I am sorry, need some clarification on the above quote. By big models I suppose you mean large Neural networks. Shouldn’t it be data size dependent?

Shouldn’t it be data size dependent?

You’re right, I’m was being a little sloppy there :slightly_smiling_face: But I do believe big data needs big models, so I generally think of the two as synonymous in Bayesian contexts. Anyway what matters most is memory footprint and op count per step, and minibatching helps with both.

@fritzo I completely agree with you on that correlation! :grinning:

one last question on this. The plate api seems to suggest two ways to mini-batch. One is using the subsample_size=mini batch size construct and another using the subsample= construct. Are they equivalent? What is subsample supposed to take?

The two methods are different in that (1) pyro.plate(..., subsample_size=_) is simpler and lets Pyro choose the minibatch, but assumes your entire data fits in memory. In this version you’ll need to slice down data tensors manually as described in the tensor shapes tutorial; whereas (2) pyro.plate(..., subsample=_) assumes you are already manually subsampling the data, which can be more useful if e.g. you are using a PyTorch data loader or you are dynamically loading or creating minibatches from a dataset that wouldn’t fit in memory.
What is subsample supposed to take?

Strictly speaking it should take a LongTensor of indices into your full dataset, indicating which batch items are selected, i.e. it should be the same as the ind tensor as returned by automatic subsampling:

with pyro.plate("my_plate", 100, 10) as ind:
   # ind is the same kind of thing you'd pass as subsample

But in almost all cases you can just pass any old tensor of the correct length, so I often simply pass the subsampled data tensor itself (rather than an index tensor into the data). Basically you just need len(subsample) to be correct to ensure that the scale factor is correctly computed.

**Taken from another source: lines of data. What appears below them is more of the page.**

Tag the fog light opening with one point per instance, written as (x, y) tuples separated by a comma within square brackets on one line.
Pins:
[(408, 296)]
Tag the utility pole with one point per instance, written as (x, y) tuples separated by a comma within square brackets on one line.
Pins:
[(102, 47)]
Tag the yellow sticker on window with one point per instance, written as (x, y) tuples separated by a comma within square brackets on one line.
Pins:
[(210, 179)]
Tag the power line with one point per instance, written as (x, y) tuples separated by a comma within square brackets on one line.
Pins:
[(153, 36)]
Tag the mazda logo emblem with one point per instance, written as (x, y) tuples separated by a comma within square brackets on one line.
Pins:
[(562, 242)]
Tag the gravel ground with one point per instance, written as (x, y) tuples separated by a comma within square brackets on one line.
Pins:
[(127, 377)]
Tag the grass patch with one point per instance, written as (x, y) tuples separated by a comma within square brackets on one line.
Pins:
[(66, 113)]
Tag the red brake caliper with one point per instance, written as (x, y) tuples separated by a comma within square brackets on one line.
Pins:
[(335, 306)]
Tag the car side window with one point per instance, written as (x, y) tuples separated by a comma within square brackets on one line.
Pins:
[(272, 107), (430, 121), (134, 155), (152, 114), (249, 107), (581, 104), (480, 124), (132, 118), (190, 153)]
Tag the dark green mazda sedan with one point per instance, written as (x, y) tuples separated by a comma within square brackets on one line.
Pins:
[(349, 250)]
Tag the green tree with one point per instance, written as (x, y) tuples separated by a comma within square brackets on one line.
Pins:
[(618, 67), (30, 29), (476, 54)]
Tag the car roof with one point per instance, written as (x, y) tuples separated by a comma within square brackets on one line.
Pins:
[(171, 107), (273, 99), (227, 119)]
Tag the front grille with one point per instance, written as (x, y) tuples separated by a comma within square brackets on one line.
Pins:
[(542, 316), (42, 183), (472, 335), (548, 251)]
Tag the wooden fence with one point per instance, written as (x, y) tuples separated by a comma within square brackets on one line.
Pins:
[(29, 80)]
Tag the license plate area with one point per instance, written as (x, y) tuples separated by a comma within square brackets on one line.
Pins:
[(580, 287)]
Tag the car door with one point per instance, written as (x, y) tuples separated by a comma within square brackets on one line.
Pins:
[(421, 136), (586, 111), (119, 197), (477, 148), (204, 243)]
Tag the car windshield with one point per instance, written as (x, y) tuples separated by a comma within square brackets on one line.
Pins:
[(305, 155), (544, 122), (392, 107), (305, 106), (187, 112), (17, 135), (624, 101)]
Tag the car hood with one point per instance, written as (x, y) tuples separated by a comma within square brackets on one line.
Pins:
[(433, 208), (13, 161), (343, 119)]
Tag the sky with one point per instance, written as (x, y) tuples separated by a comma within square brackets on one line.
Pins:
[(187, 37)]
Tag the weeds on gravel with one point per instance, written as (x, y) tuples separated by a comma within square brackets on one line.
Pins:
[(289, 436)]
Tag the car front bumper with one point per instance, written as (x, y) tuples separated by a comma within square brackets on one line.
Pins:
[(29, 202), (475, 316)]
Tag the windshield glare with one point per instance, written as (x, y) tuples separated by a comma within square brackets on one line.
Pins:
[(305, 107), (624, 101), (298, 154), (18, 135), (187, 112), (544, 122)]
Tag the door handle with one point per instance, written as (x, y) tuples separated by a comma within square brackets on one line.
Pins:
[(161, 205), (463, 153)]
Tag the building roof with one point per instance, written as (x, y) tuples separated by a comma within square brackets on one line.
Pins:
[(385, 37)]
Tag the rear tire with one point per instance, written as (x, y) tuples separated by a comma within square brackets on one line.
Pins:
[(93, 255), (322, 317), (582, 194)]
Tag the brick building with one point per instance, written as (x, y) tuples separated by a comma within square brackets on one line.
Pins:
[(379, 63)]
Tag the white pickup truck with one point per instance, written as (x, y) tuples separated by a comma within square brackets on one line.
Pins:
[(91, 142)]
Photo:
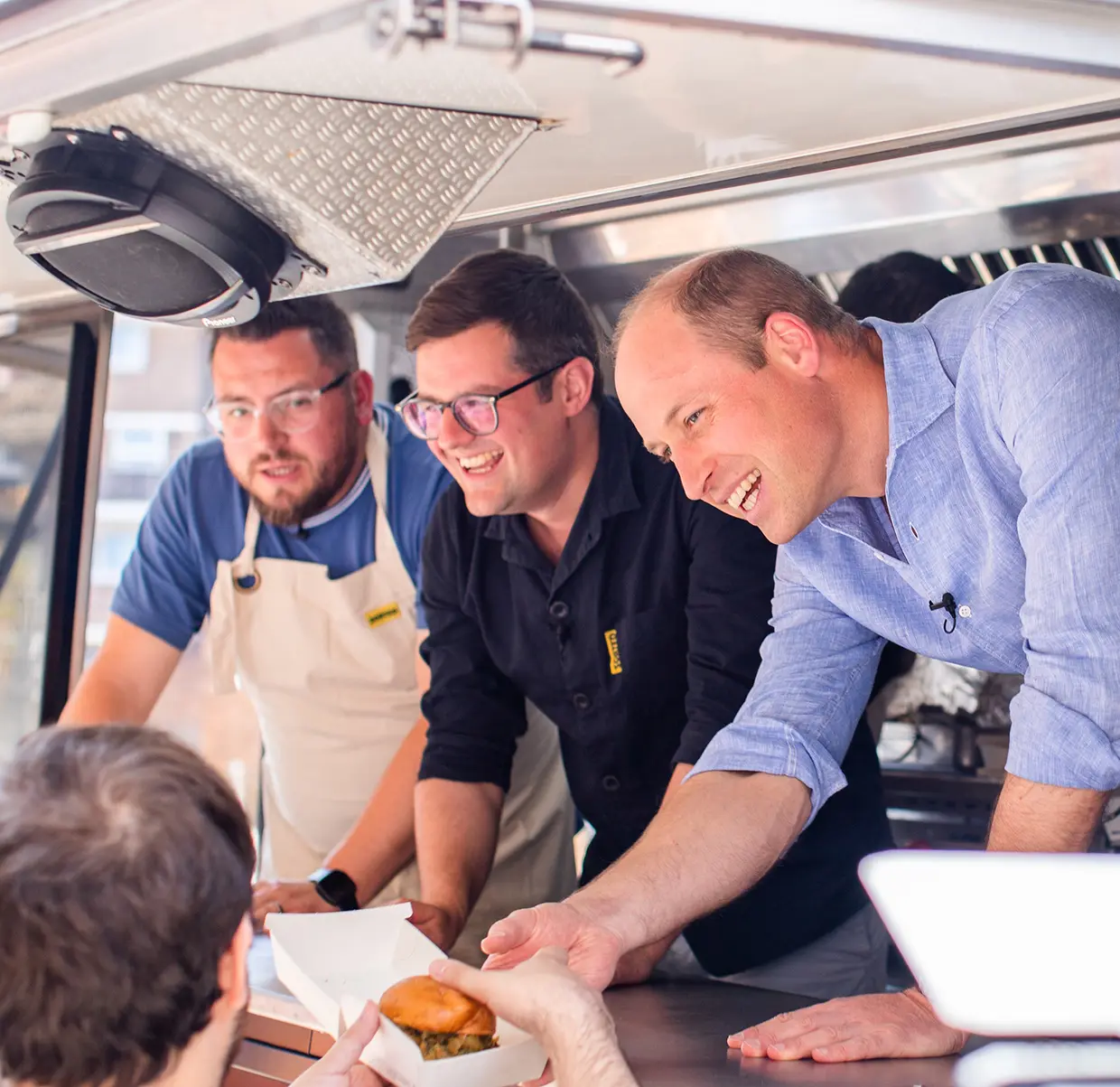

Thanks @fritzo …This helps a lot!

This is a very very useful post. There is a lot of confusion regarding batching in pyro. @fritzo thanks for the clarifications.

As a follow up to my post here, will the following be the correct way to mini batch (just need your stamp of approval :grimacing:)

def forward(self, x, y=None):
        ''' 
        x ,y  will be pytorch tensors BATCH_LEN long
        '''
    sigma = pyro.sample("sigma", dist.Uniform(0., 10.))
     mean = self.linear(x).squeeze(-1)
     #-with pyro.plate("data", size= self.DATA_LEN, subsample_size = self.BATCH_LEN):
     with pyro.plate("data", size= self.DATA_LEN, subsample=y):
            obs = pyro.sample("obs", dist.Normal(mean, sigma), obs=y)
        return mean